In his opinion piece yesterday, Richard Denniss made the claim that the tax concessions applied to super would hit $2 trillion by 2015. There is not a reasonable basis for this. The Treasury has not projected tax expenditures for the next five years and, even if they did, it would be unusual to project them forward at the same rate for the next 35 years, as Mr Denniss has suggested. Furthermore, increasing the taxes applied to superannuation would not lead to a doubling of Commonwealth aggregate tax revenues in 2050 from around the current 23 per cent of GDP to around 45 per cent of GDP.
While tax expenditure estimates for superannuation are significant, they do not actually reflect the overall effect of superannuation on taxation receipts.

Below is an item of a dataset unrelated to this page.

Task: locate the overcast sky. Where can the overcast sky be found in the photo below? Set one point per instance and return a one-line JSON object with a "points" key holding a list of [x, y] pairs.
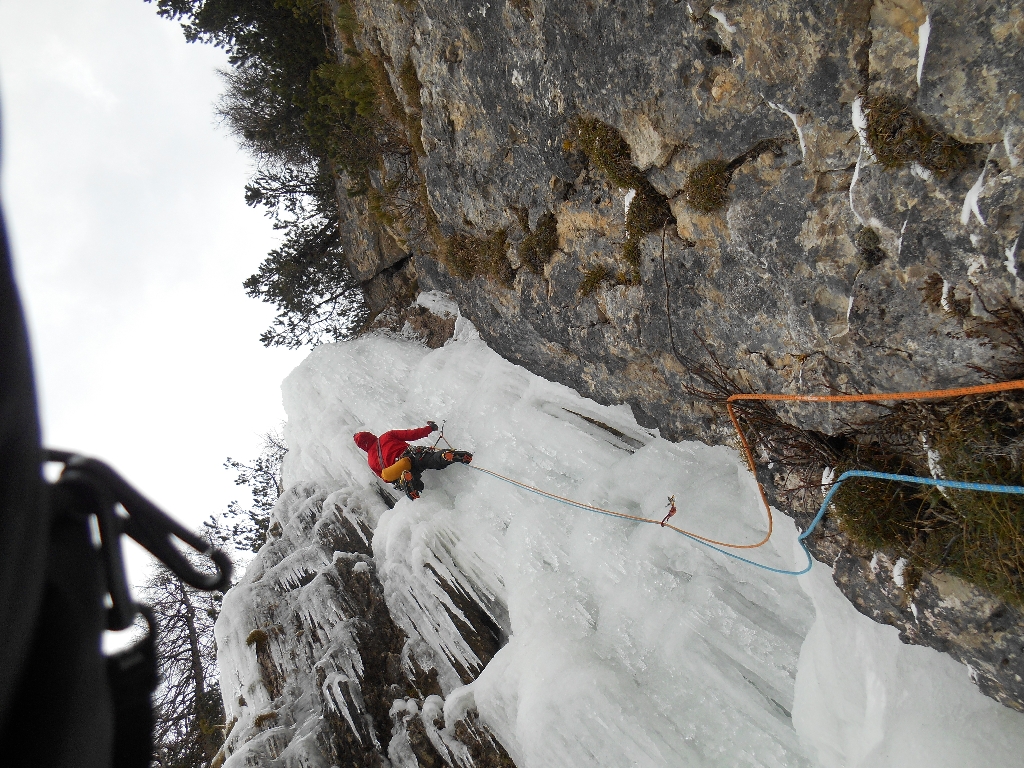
{"points": [[124, 202]]}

There are a number of reasons why this is the case.
Firstly, the Tax Expenditure estimates are based on the revenue that would have been collected if all superannuation contributions and income were taxed at the full marginal rate for every member, as opposed to the concessional rate. For instance, future balances and the associated tax base would be much smaller if higher taxation applied along the way. This is because net contributions after tax would be lower, as would after tax investment earnings.
Secondly, the estimates fail to consider the savings the government makes on the Age Pension due to people self-funding all or part of their retirement via superannuation. Age Pension expenditures are already around $7 billion less a year than they would otherwise be because of superannuation. Going forward, these savings will only increase as the superannuation system matures and average balances at retirement increase.
Thirdly, the Treasury figures assume that the behaviour of individuals in terms of savings and consumption would not change if the tax arrangements applied to super were changed. In essence, they assume that people would continue to place the same amount of money into super, as opposed to other investments, if the favourable tax arrangements were altered. We know that this is normally not the case. Therefore, the leakage into other tax-effective investments, such as negative gearing, is likely to reduce the overall savings to the government as a result of reducing the tax concessions applied to super.
Even the Treasury itself admits that removing superannuation tax concessions would not generate revenue gains as large as the headline figures suggest. In the estimates it prepares based on a revenue gain approach, the Treasury, in fact, shows much lower levels of tax expenditures on superannuation and a lower rate of growth. The revenue gain figure for the concession for employer contributions and investment earnings is $27,650 million under the revenue gain approach, compared to $32,100 million under the revenue foregone approach. The projected increase over three years is 8.7 per cent a year, under the revenue gain approach, and 11.8 per cent per year under the revenue foregone approach.
In the Tax Expenditure Statement this year, the Treasury has also included estimates for tax expenditures for superannuation based on a pre-paid-expenditure tax basis. These figures show tax expenditures on superannuation of $11,240 million in 2013/14, around a third of the misleading headline revenue foregone figure that is often used in public debate.
We need a conversation about future policy settings for both superannuation and the Age Pension, but let’s base it on better data and more concrete projections.